Thank you for the great work you're all doing at Khan Academy. Also, I'll take this opportunity to give a small suggestion :-)
I was wondering if you guys could make Mathematics more problem solving centric (see www.artofproblemsolving.com for an example approach. Also "The Art and Craft of Problem Solving" by Paul Zeitz and George Polya's "How to solve it")
Most of the Mathematics in school curriculum is just plug n' chug work at a slightly higher level. Students do not get any insights into how really good problem solvers solve tough problems. Mathematics competitions such as the regional and international olympiads give students an exposure to such type of problem solving, but this experience is limited to a narrow pool of students who through pure serendipity discovered how intellectually rewarding problem solving can be. Perhaps if training materials were more widely available, more students would be able to get a glimpse of Mathematical problem solving at a totally different level.
In a previous life, I used to tutor O-level and A-level students in Mathematics in Singapore. The transformation some of them had when exposed to say principles in Polya's "How to solve it" was phenomenal. All too often I wished I had access to more easily accessible training materials that I could give them (and that I myself could learn from!).
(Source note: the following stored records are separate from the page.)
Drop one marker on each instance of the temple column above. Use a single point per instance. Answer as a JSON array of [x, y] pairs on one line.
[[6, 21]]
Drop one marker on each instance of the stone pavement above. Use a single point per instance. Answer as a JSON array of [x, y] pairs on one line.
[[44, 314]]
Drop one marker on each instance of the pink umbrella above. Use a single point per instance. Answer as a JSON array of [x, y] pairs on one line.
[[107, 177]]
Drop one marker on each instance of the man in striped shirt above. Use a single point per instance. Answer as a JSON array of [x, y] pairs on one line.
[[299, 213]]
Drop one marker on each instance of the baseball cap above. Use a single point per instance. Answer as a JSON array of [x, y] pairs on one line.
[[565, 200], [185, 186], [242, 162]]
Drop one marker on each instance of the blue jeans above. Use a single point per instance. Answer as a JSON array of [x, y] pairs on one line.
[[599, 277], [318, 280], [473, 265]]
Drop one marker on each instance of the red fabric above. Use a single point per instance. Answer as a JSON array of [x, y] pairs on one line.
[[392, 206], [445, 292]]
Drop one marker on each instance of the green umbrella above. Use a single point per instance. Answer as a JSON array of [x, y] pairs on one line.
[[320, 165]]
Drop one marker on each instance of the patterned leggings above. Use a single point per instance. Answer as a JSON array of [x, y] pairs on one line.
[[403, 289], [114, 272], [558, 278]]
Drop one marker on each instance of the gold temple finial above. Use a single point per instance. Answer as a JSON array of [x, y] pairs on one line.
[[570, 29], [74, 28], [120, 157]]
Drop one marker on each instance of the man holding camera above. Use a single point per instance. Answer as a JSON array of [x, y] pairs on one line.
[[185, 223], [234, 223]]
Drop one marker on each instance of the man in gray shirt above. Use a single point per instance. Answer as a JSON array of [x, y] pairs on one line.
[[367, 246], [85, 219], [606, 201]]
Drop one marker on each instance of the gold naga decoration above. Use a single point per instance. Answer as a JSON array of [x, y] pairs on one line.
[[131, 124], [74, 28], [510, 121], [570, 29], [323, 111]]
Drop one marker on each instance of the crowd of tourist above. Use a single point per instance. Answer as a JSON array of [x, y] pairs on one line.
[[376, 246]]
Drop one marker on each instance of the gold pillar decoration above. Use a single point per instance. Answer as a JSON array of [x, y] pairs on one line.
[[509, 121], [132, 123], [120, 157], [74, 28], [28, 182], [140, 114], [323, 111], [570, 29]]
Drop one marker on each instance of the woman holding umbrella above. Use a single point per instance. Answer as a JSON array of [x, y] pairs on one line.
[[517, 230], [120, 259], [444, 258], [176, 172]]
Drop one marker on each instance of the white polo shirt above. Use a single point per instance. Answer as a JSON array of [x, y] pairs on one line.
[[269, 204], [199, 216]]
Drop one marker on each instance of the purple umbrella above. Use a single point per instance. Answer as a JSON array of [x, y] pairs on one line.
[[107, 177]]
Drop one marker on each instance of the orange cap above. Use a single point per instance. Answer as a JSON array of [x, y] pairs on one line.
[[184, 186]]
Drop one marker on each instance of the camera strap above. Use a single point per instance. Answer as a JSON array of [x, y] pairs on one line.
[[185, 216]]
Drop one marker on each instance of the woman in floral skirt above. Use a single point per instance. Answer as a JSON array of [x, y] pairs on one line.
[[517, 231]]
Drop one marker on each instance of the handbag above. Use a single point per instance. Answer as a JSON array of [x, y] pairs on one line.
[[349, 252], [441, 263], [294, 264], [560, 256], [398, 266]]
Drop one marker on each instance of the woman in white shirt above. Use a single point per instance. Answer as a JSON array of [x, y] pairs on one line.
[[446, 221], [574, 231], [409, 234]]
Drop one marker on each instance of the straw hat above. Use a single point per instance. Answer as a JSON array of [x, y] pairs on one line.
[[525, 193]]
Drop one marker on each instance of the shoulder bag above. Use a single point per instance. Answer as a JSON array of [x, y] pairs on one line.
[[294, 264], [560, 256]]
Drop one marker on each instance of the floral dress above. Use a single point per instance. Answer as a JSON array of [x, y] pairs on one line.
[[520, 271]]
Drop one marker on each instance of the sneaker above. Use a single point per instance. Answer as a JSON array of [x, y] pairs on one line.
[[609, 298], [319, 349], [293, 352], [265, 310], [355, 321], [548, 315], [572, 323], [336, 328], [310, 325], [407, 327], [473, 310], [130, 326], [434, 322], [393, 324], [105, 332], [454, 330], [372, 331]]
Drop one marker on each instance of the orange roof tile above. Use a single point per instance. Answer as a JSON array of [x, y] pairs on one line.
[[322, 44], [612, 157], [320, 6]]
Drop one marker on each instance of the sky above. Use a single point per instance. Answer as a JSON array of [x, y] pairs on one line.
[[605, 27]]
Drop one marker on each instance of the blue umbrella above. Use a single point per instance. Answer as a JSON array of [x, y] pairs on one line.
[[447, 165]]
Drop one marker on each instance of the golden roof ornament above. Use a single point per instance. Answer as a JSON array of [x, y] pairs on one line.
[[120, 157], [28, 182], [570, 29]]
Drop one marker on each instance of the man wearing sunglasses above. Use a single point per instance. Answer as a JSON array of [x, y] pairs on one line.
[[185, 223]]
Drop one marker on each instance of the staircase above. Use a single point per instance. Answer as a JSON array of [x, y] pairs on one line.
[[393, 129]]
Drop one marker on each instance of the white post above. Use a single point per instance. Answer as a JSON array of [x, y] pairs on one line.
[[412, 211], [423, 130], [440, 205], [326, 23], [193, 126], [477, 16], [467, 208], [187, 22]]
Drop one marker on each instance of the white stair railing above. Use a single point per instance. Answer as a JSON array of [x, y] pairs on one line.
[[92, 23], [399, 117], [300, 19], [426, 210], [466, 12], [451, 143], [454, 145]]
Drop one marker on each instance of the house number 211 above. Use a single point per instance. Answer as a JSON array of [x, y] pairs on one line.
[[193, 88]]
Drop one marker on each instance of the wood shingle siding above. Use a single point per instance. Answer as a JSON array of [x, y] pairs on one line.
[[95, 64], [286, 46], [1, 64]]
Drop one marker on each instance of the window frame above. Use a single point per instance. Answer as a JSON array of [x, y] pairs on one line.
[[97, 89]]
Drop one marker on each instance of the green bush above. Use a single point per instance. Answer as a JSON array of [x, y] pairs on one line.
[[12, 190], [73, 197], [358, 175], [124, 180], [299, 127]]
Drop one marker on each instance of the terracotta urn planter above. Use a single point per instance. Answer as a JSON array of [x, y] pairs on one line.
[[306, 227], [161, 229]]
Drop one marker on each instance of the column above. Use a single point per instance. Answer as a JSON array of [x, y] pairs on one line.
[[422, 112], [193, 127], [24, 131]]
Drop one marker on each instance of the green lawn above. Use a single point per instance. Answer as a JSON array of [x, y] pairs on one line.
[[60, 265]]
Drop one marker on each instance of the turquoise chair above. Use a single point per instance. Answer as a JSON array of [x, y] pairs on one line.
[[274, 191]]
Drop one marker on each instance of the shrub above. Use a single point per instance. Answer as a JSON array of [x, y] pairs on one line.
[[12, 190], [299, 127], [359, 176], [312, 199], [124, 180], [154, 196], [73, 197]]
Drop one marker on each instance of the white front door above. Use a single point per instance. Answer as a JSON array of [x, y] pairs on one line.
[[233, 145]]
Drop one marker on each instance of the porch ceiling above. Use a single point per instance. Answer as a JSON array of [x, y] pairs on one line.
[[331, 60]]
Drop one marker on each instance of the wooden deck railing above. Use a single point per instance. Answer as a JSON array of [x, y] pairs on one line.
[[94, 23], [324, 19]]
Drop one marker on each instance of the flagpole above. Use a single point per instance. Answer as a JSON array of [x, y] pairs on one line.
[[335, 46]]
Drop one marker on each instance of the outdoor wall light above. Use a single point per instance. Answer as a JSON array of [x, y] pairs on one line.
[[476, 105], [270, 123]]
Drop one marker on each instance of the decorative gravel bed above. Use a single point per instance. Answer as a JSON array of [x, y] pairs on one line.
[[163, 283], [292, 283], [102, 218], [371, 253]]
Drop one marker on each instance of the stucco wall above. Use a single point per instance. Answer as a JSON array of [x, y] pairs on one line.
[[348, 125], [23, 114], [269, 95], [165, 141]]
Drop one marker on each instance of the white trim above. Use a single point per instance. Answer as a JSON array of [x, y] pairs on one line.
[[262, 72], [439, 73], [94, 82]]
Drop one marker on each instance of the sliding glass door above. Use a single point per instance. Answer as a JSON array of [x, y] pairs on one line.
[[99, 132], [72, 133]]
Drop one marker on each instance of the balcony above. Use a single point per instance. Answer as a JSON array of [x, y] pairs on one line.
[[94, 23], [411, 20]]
I'm sure there are plenty of teachers in my position all over the world.
I'd really like to see you guys team up with someone like Dan Carlin (Hardcore History) or the guys at Crash Course World History to get more history material out there.
They seem to have the right levels of exceedingly INTERESTING history along with getting narrative out about why X is important or Y is to us today, etc
Also, just wanted to note that the interview process has been greatly improved since we were able to allocate a person full-time to handling recruiting, scheduling interviews, etc. I don't know stats on our current turnaround time from application submission to offer, but I'm pretty sure it's much better (maybe a couple weeks to a month).